Obviously, the secretary of defense heads up the U.S. Department of Defense, which describes itself as the nation's "oldest and largest government agency, tracing its roots back to pre-Revolutionary times." In the most basic sense, the secretary of defense advises the president on military and international security policy. The Department of Defense is housed in the famously five-sided Pentagon building in Arlington, Virginia.
The secretary of defense sits alongside other Cabinet positions, including the vice president and the heads of 14 other executive departments, like the secretary of state, and a few other positions, like White House chief of staff. Here are a few more interesting facts about the position.
The product of World War II-era confusion
While the Department of Defense traces its roots back to pre-Revolutionary times, the agency itself isn't that old. Before the Department of Defense was created, each branch of the military operated pretty independently. This caused some issues during World War II. See, while both the Army and the Navy fought together in the war under unified commanders, their departments still reported individually to the president, which led to unnecessary confusion. In response, Congress passed the National Security Act of 1947 to create the National Military Establishment.

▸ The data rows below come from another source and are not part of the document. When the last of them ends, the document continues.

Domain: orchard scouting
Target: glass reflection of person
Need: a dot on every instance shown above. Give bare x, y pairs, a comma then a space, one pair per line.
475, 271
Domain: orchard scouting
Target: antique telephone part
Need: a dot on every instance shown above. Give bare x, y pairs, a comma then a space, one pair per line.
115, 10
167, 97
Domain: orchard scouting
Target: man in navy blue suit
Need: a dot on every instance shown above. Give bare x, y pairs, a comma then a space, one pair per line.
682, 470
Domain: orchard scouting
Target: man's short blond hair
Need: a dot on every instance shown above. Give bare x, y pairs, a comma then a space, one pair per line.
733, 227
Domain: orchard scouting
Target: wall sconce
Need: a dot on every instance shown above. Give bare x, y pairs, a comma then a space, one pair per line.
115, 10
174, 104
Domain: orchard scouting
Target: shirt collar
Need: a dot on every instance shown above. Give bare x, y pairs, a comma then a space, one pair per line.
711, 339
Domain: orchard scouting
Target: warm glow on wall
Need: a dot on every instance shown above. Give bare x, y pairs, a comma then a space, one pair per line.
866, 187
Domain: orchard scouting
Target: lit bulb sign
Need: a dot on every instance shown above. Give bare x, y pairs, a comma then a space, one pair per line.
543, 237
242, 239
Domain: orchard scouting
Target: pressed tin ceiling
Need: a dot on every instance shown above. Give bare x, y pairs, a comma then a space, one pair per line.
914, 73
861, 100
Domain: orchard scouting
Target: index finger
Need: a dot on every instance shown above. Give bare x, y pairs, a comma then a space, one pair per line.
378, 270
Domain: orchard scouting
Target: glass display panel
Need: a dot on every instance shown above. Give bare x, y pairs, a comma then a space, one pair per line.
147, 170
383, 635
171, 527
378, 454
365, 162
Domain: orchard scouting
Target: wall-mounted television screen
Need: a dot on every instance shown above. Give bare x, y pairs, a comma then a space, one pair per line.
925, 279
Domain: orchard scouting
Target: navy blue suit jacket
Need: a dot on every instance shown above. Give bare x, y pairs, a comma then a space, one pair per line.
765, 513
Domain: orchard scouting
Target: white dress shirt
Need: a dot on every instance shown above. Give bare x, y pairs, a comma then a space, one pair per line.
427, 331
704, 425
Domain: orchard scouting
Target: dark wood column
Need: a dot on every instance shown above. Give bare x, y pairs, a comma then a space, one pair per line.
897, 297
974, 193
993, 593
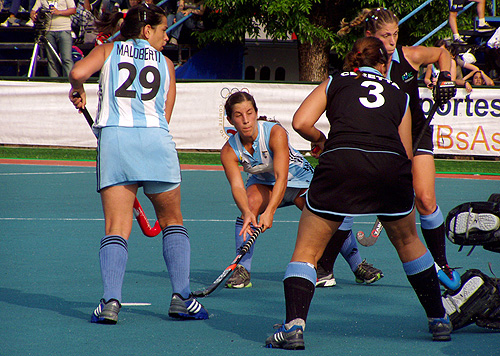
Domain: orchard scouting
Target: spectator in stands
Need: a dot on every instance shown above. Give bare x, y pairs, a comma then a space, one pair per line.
131, 3
107, 25
457, 64
15, 5
82, 23
480, 78
58, 33
185, 8
458, 5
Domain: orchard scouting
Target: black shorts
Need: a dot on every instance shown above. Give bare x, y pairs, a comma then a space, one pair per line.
426, 146
354, 182
456, 5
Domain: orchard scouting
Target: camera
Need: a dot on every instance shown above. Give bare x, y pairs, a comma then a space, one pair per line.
42, 19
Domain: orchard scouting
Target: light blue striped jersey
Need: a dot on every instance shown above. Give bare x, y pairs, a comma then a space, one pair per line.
133, 86
259, 166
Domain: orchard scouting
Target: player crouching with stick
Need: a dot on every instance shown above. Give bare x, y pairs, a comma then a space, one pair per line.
365, 169
278, 176
135, 148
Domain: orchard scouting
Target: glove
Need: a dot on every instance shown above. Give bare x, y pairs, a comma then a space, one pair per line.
445, 89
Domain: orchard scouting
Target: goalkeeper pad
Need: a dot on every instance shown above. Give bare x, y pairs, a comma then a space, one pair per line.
475, 223
477, 301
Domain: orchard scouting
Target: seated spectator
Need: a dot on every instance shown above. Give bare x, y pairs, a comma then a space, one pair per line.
480, 78
458, 5
15, 5
457, 63
131, 3
185, 8
107, 25
82, 23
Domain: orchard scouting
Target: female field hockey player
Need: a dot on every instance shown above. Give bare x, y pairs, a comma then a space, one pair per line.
365, 169
403, 66
278, 176
135, 148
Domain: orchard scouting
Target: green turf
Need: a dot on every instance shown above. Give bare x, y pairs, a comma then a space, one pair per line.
489, 167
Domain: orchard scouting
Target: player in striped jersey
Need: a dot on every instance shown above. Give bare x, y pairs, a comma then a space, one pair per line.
135, 149
278, 176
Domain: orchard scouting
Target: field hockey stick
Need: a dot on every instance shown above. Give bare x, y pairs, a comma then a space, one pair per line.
218, 281
377, 228
138, 212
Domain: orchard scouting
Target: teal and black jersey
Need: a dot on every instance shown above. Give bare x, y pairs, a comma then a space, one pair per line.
371, 120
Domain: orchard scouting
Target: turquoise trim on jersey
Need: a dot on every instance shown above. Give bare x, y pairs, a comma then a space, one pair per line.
418, 265
330, 80
432, 221
370, 70
395, 58
259, 166
133, 86
302, 270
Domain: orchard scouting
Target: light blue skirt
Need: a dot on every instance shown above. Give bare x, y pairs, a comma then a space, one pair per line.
128, 155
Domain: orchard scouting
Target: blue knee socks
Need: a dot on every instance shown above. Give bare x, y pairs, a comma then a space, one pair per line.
113, 256
422, 276
177, 255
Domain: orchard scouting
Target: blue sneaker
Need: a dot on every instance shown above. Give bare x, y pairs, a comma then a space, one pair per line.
186, 309
448, 277
106, 313
440, 328
291, 339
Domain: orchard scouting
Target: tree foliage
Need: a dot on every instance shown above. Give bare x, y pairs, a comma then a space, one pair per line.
316, 22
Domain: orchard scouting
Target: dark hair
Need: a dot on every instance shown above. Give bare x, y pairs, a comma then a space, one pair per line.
367, 51
236, 98
140, 16
442, 42
372, 19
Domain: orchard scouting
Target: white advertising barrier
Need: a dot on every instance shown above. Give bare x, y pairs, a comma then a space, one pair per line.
467, 125
39, 113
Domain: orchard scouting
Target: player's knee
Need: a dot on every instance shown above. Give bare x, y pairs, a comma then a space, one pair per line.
426, 203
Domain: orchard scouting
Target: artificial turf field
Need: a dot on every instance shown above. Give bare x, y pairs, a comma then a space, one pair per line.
51, 223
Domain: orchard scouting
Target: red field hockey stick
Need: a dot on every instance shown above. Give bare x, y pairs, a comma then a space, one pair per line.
377, 228
218, 281
138, 212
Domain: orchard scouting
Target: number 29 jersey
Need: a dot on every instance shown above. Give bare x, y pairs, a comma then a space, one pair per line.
365, 112
133, 86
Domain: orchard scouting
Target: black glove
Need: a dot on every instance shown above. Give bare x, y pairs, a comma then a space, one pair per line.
445, 89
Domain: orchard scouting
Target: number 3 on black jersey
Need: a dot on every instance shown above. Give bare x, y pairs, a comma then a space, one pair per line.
375, 98
149, 77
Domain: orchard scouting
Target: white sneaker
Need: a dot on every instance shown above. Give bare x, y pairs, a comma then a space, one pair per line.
465, 222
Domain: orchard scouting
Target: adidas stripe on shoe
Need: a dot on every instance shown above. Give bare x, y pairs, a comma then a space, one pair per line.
186, 309
106, 313
291, 339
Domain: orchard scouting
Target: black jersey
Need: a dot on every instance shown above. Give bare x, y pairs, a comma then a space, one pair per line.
406, 77
371, 122
364, 169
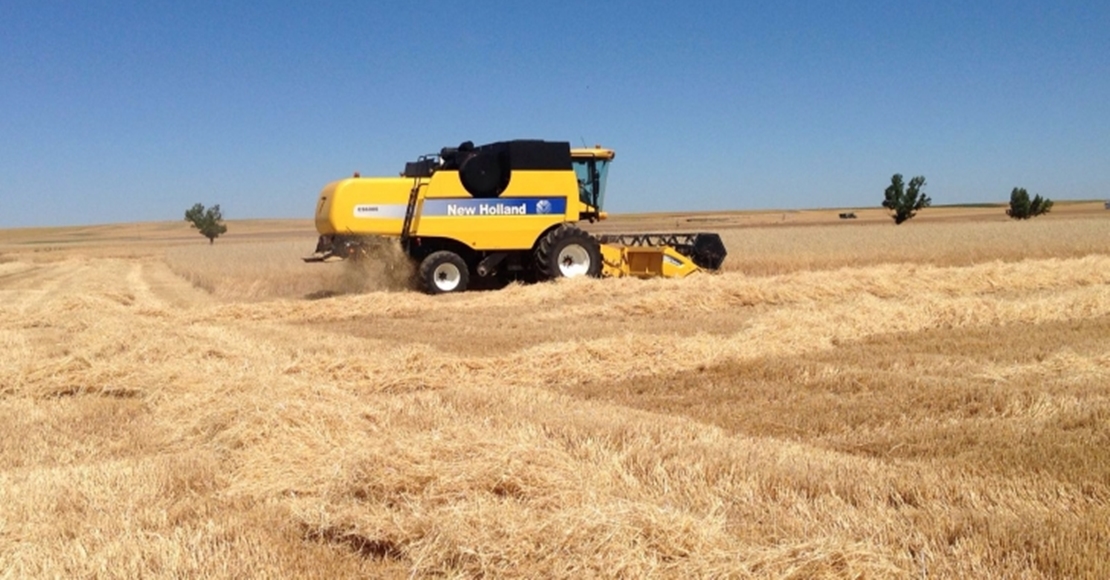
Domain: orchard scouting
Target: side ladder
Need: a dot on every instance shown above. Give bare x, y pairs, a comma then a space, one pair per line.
410, 213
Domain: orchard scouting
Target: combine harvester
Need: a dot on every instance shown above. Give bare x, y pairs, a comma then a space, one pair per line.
501, 212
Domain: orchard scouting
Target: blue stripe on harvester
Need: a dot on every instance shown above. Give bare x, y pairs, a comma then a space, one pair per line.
471, 206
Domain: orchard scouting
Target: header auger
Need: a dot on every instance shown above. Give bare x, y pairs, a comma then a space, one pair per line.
496, 213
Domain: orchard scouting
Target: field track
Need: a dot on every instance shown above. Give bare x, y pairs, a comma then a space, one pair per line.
885, 419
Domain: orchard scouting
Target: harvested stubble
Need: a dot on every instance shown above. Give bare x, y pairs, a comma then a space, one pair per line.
885, 420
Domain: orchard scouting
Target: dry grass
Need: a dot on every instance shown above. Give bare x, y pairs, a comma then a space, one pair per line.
855, 413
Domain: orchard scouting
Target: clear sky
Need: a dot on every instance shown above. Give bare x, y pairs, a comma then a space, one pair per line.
118, 111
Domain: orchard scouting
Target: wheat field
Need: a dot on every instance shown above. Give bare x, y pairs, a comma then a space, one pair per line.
843, 400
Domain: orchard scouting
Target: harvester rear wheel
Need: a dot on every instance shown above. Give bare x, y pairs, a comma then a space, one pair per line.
443, 272
567, 252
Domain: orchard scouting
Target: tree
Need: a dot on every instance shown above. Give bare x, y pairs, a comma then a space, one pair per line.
1022, 209
906, 203
209, 222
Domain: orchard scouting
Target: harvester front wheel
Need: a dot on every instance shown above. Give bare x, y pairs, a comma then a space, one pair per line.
443, 272
567, 252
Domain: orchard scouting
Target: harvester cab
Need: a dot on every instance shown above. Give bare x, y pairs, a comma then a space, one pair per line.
502, 212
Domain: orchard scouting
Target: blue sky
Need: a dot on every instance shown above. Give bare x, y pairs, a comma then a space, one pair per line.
119, 111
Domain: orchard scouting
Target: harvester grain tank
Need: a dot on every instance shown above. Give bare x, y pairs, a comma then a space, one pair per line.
504, 211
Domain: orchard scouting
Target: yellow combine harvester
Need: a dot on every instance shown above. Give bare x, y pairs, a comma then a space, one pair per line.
500, 212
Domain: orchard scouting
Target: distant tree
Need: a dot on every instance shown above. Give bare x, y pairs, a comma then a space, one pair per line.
1022, 209
209, 222
905, 203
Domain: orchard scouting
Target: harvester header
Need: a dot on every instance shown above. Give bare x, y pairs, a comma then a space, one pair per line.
501, 212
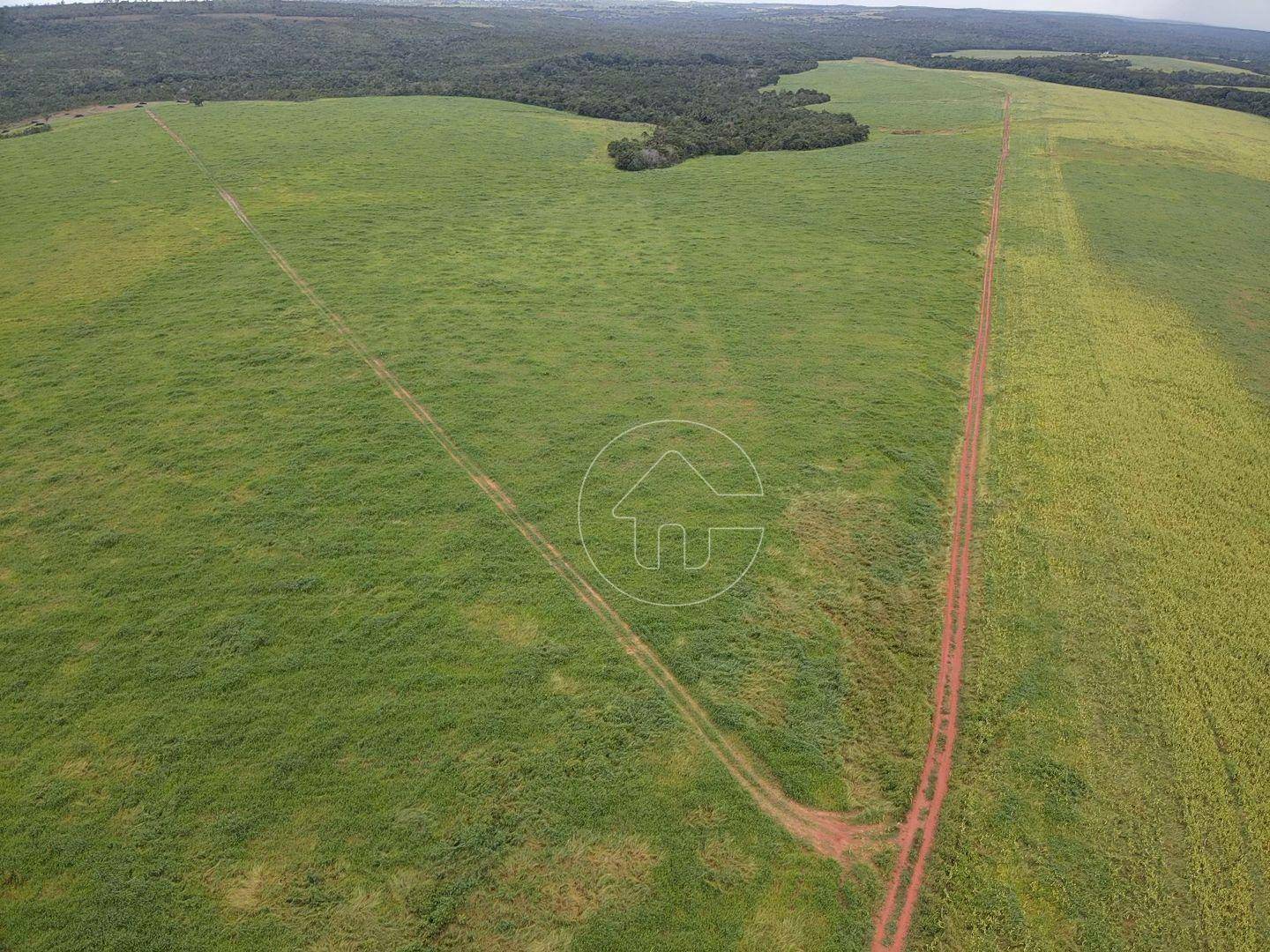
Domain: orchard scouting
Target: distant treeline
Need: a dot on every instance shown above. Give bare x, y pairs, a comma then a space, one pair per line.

Under that law, the War Department and Navy Department became a single entity under the direction of the newly created secretary of defense. The National Security Act also created the United States Air Force, also under the purview of the secretary of defense. The Department of Defense would gain its current name when the National Security Act was amended in 1949.
The boss of the nation's largest employer
The U.S. pours a ton of money into the Department of Defense. For this fiscal year, former President Donald Trump sent a proposal to Congress that requested $740.5 billion for national security, and $705.4 billion of that went to the Department of Defense alone.
Per the Department of Defense website, that money goes toward a variety of things, like equipment and training for military personnel. But of course, the Pentagon has people to pay, too. In fact, the Department of Defense is not only the nation's largest employer — it's also the largest employer in the world.
Overall, the Department of Defense employs about 3 million people. According to The Balance Careers, as of June 2020 this included about 1.3 million active duty personnel, 801,000 reservists, 761,000 civilians, and 224,000 people stationed overseas.
The sixth in the presidential line of succession
If anything was to happen to the president, the vice president would be first in line for the presidency. After, the order goes: the speaker of the House, the president pro tempore of the Senate, the secretary of state, the secretary of the treasury, and then the secretary of defense.
Being in sixth in line makes it extremely unlikely that any secretary of defense would become president due to the line of succession. Still, it's always worth mentioning.